Professor Renshaw observed: “As a researcher and a lawyer, you do understand things in terms of their human impact in ways that I think would be really helpful in Parliament.”

She acknowledged: “Lawyers aren’t the only people who have these skills, of course, but you live and breathe the law and its effects on people when you are a lawyer and a human rights lawyer.”


When considering why those in the legal profession might be well suited to having a deep interest in and understanding of social and environmental issues, Professor Renshaw posited:

“Lawyers, generally speaking, are intelligent, thoughtful people who are used to assessing a series of facts and analysing them, and then forming a view about them. If you do that in relation to climate and science, then I think it’s pretty understandable that people reach a certain view about what is enough and what is not enough to avoid a set of consequences that we don’t wish for our country, and for our children and our grandchildren.”

She continued: “They’re [lawyers] used to looking at large-scale programs for addressing serious problems as well as seeing if a model is going to achieve the end that’s required.”

Professor Renshaw explained that an interest in social issues is common for those in law, but that a generalist foundation can be beneficial; she started her career with Allens and Sparke Helmore.

Professor Renshaw observed: “It [law] is a profession that manages to do a number of different things as service to the community. As a professor now, when I’m talking to students, and they love human rights and care about people, I always say, ‘Don’t feel you’ve got to put all your eggs in one basket in a career sense and go straight into practising common, good-type lawyering. It’s fine to get good skills under your belt first.’”

It was after studying at university that Professor Renshaw first joined the Labor Party, and she feels passionately about political engagement. She said:

“When I left uni, it was Labor’s values that most resonated with me for the same reasons I think that I pursued a career in human rights law. It was the principle of egalitarianism, an approach of solidarity when you address really deep problems and social progress.”
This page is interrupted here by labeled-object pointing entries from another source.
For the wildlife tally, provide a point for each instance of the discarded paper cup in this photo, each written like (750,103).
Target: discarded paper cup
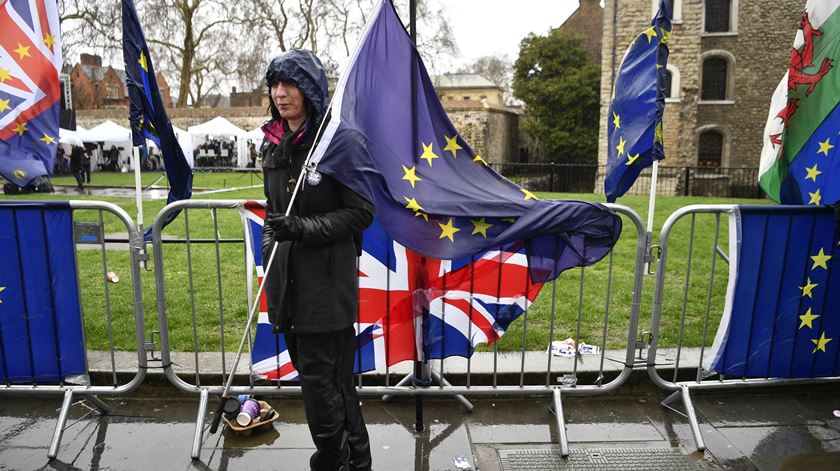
(249,410)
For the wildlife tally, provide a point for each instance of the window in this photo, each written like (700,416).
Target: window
(715,71)
(718,16)
(710,149)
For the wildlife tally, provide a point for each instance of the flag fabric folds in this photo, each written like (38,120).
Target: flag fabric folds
(41,333)
(634,119)
(782,312)
(394,144)
(30,95)
(146,113)
(799,161)
(411,307)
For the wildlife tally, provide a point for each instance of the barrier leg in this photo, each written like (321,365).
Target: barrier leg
(684,393)
(561,423)
(104,409)
(460,398)
(199,424)
(59,427)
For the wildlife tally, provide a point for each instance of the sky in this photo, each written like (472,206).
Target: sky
(492,27)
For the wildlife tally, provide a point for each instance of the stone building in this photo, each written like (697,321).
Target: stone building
(94,86)
(726,59)
(587,22)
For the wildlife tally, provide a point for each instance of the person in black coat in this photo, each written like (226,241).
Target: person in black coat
(312,286)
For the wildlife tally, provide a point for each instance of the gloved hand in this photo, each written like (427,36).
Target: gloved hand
(285,227)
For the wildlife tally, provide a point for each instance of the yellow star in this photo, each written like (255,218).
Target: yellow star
(412,204)
(820,343)
(812,173)
(480,227)
(528,195)
(820,260)
(410,176)
(806,290)
(23,51)
(452,145)
(428,153)
(815,197)
(825,147)
(807,318)
(620,146)
(448,230)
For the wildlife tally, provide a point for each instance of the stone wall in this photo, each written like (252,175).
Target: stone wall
(761,48)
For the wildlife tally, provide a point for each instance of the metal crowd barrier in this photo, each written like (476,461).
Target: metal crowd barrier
(591,311)
(92,242)
(677,296)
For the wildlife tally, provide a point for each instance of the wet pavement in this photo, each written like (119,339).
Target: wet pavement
(153,429)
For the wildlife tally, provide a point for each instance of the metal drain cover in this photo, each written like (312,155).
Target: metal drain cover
(597,458)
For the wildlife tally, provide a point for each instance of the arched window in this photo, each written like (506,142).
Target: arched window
(718,16)
(710,149)
(672,83)
(715,78)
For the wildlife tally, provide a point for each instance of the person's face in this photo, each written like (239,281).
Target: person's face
(289,101)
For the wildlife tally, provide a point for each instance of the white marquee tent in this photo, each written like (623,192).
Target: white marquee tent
(220,127)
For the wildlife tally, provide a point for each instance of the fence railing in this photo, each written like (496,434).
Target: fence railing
(103,301)
(694,286)
(590,305)
(729,182)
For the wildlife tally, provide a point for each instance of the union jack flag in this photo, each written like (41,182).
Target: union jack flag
(30,60)
(411,307)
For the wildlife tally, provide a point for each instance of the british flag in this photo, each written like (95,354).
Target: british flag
(30,60)
(411,307)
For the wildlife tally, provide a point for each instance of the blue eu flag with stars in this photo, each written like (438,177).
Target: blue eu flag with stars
(146,113)
(390,140)
(634,120)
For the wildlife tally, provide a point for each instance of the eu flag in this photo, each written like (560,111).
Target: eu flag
(634,128)
(41,332)
(782,313)
(390,140)
(147,115)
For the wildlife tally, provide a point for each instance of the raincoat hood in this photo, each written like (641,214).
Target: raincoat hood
(305,70)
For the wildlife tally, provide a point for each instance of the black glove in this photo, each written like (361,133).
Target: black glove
(285,227)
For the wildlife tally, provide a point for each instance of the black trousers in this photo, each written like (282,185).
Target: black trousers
(325,365)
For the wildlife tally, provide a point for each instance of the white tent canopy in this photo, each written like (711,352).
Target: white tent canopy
(220,127)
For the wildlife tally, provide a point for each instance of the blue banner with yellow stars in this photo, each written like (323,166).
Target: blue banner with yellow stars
(634,120)
(390,140)
(146,113)
(41,336)
(782,314)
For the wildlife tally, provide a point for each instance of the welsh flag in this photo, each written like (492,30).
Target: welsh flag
(800,162)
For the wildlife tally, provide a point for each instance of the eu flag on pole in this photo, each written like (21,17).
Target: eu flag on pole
(147,115)
(390,140)
(634,128)
(782,312)
(30,58)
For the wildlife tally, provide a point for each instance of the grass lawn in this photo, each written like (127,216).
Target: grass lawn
(205,259)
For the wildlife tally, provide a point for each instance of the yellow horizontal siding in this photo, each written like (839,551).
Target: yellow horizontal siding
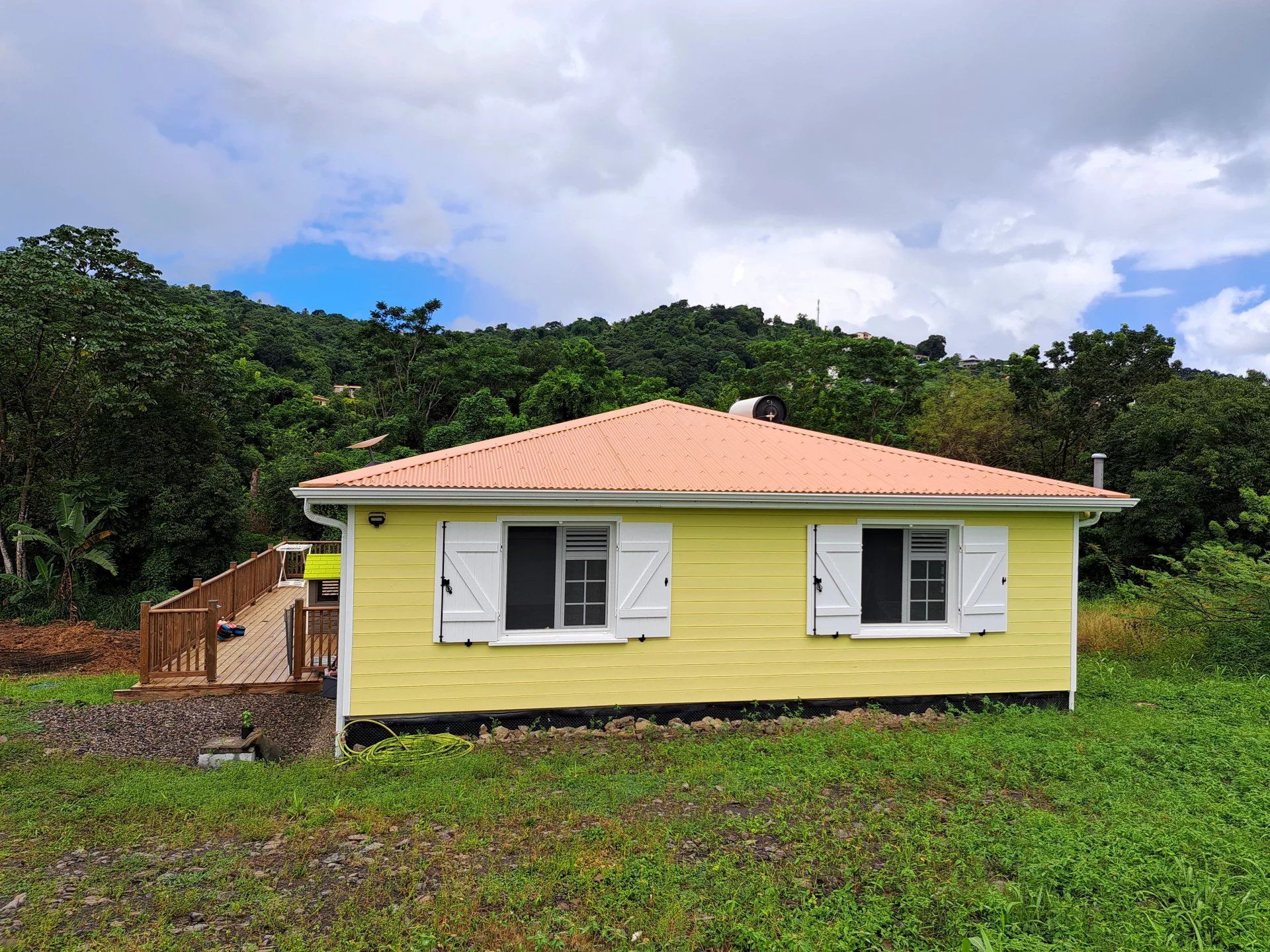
(738,615)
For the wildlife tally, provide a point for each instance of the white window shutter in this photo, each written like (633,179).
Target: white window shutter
(466,584)
(984,578)
(643,580)
(836,563)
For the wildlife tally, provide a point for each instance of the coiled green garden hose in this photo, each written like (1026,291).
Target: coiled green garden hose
(403,748)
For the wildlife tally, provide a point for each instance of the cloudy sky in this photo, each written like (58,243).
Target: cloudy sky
(997,172)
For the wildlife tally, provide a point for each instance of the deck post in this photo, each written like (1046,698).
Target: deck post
(298,640)
(145,643)
(210,640)
(233,587)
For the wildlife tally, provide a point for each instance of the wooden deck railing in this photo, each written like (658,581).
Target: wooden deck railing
(314,639)
(178,635)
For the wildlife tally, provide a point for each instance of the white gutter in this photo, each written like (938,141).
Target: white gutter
(323,520)
(345,636)
(389,495)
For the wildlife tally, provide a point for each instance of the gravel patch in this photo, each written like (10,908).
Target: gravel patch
(296,725)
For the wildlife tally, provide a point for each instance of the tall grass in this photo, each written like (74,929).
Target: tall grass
(1119,627)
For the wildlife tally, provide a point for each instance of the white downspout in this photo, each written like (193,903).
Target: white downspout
(345,641)
(1076,567)
(325,521)
(1099,463)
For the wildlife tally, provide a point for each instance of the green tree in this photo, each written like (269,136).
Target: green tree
(480,416)
(1067,403)
(75,541)
(1185,448)
(860,389)
(935,347)
(969,418)
(87,338)
(581,385)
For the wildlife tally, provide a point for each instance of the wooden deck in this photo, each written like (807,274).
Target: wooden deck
(253,664)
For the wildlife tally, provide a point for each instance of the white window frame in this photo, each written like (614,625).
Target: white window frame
(952,625)
(560,635)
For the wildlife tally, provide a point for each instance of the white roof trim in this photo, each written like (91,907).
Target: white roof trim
(389,495)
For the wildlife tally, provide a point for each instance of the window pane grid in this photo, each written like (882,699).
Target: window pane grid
(586,590)
(905,575)
(556,576)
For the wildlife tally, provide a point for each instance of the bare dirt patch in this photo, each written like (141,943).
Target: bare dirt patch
(67,649)
(298,725)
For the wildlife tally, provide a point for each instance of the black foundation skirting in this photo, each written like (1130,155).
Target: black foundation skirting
(470,723)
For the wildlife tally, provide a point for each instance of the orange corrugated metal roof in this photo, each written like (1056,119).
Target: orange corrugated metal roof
(668,447)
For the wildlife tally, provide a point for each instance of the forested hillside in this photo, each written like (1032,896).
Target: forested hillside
(182,415)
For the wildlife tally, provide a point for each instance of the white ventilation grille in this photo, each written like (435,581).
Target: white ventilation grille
(586,539)
(929,543)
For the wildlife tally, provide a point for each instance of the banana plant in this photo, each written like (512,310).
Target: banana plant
(74,541)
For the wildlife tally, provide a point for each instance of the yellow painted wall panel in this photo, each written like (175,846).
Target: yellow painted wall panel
(738,616)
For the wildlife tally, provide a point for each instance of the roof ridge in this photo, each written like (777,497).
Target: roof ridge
(879,447)
(793,452)
(506,440)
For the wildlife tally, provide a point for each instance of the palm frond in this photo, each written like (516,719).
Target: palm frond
(99,557)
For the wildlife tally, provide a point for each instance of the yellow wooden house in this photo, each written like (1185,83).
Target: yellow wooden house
(672,557)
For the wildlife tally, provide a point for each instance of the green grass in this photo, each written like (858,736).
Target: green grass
(21,695)
(1142,822)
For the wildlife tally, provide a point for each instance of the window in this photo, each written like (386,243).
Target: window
(556,576)
(905,575)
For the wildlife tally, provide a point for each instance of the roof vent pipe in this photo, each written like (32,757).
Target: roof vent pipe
(1099,461)
(765,408)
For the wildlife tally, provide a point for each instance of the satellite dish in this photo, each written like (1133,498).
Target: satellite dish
(765,408)
(368,444)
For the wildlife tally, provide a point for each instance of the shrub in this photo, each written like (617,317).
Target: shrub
(1216,600)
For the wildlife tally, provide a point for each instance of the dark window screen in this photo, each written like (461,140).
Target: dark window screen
(531,551)
(883,576)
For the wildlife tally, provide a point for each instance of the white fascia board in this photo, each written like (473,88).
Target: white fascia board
(376,495)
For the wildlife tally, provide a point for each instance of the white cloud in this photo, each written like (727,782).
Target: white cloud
(1230,332)
(596,158)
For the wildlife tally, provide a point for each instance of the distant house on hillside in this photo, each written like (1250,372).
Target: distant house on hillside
(666,559)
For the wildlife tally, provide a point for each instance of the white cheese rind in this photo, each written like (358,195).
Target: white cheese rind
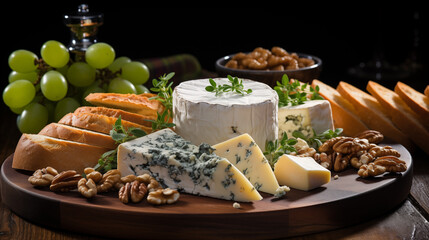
(313,114)
(245,154)
(202,117)
(178,164)
(302,173)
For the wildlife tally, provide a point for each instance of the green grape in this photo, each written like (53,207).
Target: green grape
(63,70)
(135,72)
(81,74)
(119,85)
(141,89)
(53,85)
(23,61)
(118,63)
(55,54)
(100,55)
(33,118)
(30,76)
(64,106)
(91,89)
(19,93)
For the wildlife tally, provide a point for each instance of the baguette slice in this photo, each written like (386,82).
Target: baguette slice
(402,115)
(97,123)
(75,134)
(343,112)
(35,151)
(136,103)
(417,101)
(372,114)
(112,112)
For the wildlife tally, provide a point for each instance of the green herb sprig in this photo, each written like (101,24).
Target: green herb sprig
(275,149)
(318,139)
(118,133)
(236,85)
(292,93)
(162,86)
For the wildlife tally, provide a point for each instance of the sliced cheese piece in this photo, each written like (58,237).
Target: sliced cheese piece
(176,163)
(312,115)
(201,116)
(302,173)
(245,154)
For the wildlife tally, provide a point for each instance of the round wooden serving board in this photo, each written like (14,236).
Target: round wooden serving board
(345,201)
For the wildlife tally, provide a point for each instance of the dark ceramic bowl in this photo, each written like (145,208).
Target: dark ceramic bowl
(271,77)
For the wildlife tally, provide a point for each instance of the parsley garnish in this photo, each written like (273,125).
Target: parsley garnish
(292,93)
(318,139)
(236,85)
(275,149)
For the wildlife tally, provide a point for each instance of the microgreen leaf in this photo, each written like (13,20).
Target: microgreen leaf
(236,85)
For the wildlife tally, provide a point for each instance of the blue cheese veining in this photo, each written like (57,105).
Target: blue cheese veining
(176,163)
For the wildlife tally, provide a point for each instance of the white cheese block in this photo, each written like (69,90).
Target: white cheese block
(202,117)
(178,164)
(313,114)
(245,154)
(302,173)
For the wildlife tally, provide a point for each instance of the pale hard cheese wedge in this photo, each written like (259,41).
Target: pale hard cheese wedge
(312,115)
(178,164)
(245,154)
(302,173)
(201,116)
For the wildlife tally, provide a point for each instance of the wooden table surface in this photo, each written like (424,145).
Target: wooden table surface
(409,220)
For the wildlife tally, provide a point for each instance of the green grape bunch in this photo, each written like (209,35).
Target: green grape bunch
(42,89)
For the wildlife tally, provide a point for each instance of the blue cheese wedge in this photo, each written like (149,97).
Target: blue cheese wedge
(178,164)
(312,115)
(245,154)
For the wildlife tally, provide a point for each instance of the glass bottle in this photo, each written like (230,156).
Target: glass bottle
(84,26)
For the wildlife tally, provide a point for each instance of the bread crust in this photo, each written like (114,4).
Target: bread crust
(344,115)
(71,133)
(402,115)
(34,153)
(136,103)
(125,115)
(373,115)
(97,123)
(417,101)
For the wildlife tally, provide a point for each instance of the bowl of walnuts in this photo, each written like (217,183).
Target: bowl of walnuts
(269,65)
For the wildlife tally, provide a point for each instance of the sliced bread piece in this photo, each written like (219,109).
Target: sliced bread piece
(343,112)
(372,114)
(81,135)
(402,115)
(112,112)
(416,100)
(97,123)
(136,103)
(35,151)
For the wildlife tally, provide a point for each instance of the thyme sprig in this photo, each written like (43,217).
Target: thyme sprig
(275,149)
(292,93)
(118,133)
(162,86)
(236,85)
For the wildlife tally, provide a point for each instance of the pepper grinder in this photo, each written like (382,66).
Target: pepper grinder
(84,26)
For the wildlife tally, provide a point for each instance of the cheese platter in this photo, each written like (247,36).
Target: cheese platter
(233,189)
(342,202)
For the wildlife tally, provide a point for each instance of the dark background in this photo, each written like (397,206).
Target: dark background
(342,35)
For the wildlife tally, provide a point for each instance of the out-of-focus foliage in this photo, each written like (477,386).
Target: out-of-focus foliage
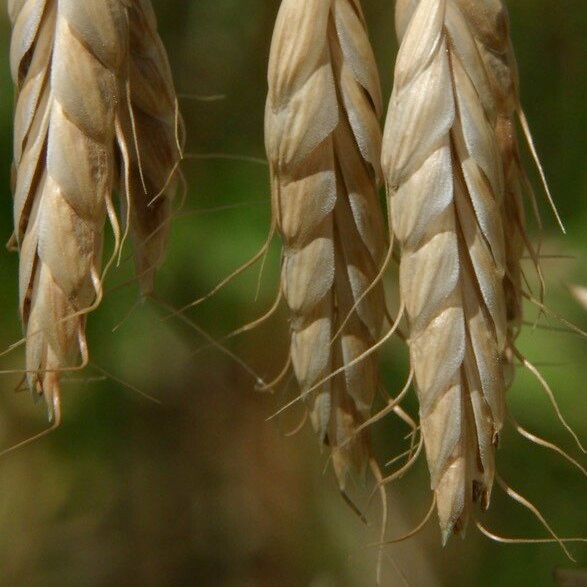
(201,490)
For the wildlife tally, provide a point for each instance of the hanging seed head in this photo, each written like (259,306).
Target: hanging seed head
(323,144)
(69,62)
(153,131)
(442,163)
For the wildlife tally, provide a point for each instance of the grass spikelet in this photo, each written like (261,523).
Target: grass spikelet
(323,145)
(445,183)
(153,133)
(70,64)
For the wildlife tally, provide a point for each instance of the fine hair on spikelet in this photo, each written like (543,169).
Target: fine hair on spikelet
(93,91)
(323,144)
(445,180)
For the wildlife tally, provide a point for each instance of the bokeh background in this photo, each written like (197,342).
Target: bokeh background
(201,490)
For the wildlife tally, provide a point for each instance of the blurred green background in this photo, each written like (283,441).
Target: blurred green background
(201,490)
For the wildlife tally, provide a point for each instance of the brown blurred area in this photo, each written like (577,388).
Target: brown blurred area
(202,489)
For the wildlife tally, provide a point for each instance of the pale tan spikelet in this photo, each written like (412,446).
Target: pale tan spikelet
(445,181)
(491,30)
(66,57)
(323,145)
(153,133)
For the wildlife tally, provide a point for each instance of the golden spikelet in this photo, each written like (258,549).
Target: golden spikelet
(154,132)
(444,175)
(323,145)
(493,58)
(69,61)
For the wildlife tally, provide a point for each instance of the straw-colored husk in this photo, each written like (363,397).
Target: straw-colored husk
(489,24)
(323,144)
(154,135)
(69,63)
(444,175)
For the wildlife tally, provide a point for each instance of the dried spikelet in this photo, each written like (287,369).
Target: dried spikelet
(441,158)
(323,144)
(154,133)
(70,61)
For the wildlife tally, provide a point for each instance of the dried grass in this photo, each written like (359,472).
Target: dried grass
(71,66)
(323,145)
(446,186)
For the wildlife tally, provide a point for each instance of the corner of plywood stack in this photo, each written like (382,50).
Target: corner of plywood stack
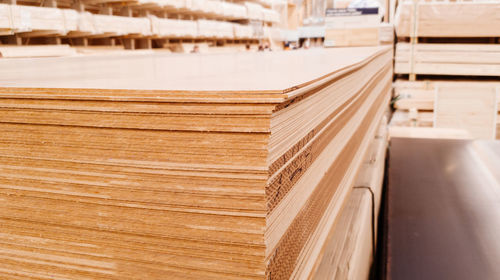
(447,62)
(202,183)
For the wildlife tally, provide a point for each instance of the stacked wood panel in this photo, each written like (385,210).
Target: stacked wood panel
(448,49)
(163,171)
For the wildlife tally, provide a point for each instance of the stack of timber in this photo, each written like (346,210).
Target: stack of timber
(416,102)
(133,23)
(171,166)
(450,54)
(349,250)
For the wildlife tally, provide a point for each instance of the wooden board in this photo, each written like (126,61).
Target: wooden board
(191,166)
(475,112)
(420,95)
(448,19)
(348,252)
(448,59)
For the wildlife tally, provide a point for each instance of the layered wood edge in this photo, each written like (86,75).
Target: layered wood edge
(78,201)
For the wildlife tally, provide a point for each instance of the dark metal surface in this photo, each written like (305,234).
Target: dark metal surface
(443,219)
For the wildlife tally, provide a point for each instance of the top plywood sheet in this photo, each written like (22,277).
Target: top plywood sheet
(253,72)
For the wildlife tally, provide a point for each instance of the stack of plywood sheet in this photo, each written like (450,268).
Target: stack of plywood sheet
(349,250)
(182,167)
(448,41)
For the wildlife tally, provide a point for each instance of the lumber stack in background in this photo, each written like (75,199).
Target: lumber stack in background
(448,49)
(140,167)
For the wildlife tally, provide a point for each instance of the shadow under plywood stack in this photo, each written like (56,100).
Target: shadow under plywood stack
(447,62)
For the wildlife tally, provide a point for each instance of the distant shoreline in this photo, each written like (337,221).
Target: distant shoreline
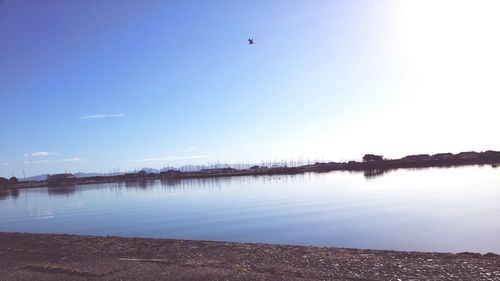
(372,165)
(30,256)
She added: “I think that we have a responsibility as citizens to be involved in politics, to be politically aware and politically engaged, and you have different capacities at different times to do that. But when you do have the capacity to contribute actively to politics, I think we’re all the better for it.”

Professor Renshaw highlighted her alignment with the issues Labor is championing for the upcoming election:

“The principles that the Labor Party is setting out for this election are all ones I’m very passionate about. So, it’s not just climate and the Integrity Commission and moving forward on gender justice and Indigenous rights, etcetera, there’s a whole range of policies to do with childcare and regaining our manufacturing sovereignty.”

Professor Renshaw believes: “Lots of people do programmed law, and I know this from my own experience as a teacher and from my colleagues, because they care about social justice, because they care about intergenerational justice, because they care about the common good, and on all of those counts, they would have an interest in making sure that we don’t leave for others or leave for less fortunate people or for future generations, a total mess, which is what may happen if we don’t change the government.”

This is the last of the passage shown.